# Cock Fight at My Place, Graphic Sure to Offend Pics Included



## OsiaBoyce (Mar 28, 2010)

http://www.youtube.com/watch?v=oO9n_88rNGk

 Cockfighting has gotten such a bad rap in the press right recently.

 Just to show ya it's not to bad, I staged a fight at my house this afternoon.

 Now I know I've pissed a lot of ya off recently, and I won't apologize for it. So get over it and get ready to po'ed again.

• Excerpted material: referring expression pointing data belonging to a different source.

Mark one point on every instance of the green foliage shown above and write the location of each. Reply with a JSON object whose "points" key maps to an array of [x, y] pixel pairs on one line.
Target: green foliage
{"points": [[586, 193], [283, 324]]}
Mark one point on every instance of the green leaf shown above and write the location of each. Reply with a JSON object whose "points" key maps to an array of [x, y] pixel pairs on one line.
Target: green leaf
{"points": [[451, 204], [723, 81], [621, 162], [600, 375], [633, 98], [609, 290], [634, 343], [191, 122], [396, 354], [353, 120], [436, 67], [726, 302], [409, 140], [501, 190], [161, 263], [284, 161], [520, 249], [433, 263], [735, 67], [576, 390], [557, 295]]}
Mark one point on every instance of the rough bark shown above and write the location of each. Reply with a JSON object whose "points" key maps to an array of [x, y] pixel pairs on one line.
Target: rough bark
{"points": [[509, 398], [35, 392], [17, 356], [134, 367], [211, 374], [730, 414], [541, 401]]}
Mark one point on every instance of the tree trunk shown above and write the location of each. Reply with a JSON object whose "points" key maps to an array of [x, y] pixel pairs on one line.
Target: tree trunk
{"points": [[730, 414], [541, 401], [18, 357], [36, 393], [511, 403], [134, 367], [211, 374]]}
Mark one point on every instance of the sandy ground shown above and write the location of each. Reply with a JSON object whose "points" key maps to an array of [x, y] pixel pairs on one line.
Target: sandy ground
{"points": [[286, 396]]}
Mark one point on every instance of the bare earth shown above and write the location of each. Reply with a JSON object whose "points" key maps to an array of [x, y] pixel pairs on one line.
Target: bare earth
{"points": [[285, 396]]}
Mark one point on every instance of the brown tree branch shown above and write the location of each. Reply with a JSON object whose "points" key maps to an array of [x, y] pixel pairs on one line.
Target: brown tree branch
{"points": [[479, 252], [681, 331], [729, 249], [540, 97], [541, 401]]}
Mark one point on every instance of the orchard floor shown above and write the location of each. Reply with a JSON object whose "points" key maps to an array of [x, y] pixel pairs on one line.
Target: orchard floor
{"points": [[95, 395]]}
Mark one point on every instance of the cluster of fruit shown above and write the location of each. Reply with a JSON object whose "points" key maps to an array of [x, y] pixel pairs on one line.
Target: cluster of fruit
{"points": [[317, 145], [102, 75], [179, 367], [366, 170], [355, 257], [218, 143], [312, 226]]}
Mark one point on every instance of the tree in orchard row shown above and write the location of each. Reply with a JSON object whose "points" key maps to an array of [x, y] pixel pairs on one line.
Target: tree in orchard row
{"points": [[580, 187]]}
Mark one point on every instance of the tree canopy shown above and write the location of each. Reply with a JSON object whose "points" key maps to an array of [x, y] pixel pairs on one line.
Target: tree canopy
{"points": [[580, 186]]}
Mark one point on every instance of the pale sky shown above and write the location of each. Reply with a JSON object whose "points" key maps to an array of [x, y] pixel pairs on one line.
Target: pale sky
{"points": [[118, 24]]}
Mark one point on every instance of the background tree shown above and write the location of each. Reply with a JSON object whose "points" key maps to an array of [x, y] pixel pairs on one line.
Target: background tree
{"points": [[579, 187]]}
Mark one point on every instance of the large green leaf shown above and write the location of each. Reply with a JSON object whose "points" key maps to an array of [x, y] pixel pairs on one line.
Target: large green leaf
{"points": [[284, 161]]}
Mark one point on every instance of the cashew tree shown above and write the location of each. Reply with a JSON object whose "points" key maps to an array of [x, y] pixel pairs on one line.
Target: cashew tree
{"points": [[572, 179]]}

                                                                           Till then, Pat


----------



## OsiaBoyce (Mar 28, 2010)

The face off.


----------



## OsiaBoyce (Mar 28, 2010)

Ever wonder where the expresion "Runs away like a chicken" comes from. Wonder know more.


----------



## OsiaBoyce (Mar 28, 2010)

The attack.


----------



## OsiaBoyce (Mar 28, 2010)

Won't be long now.


----------



## OsiaBoyce (Mar 28, 2010)

And we have a new champion cock now, plus it's fried chicken for supper.


----------



## cyberdigger (Mar 28, 2010)

If the loser ain't all dead yet, I'd like to take him in and nurse him back, and get him trained up for a re-match..


----------



## PrivyProwler (Mar 28, 2010)

If I were you I would keep a low profile on this type of criminal activity. If these pics. get in the hands of the law you could be looking at some hard time. Anyhow good luck with any up coming events, and always bid on the under dog. The odds will pay alot better.


----------



## Clam (Mar 28, 2010)

I have $20 on the yellow one.......


----------



## morbious_fod (Mar 29, 2010)

> ORIGINAL:  OsiaBoyce
> 
> The face off.


 
 My moneys on the right one, because he has to be a killer if he has had that wind up key in his side all his life.


----------



## Poison_Us (Mar 29, 2010)

Oh the horror... The HORROR!

 I think steroid testing is in order, just to be fair.


----------



## Just Dig it (Mar 29, 2010)

You Never Cease To amaze Osia...You should change the title of the thread to..This THread Has Been Removed


----------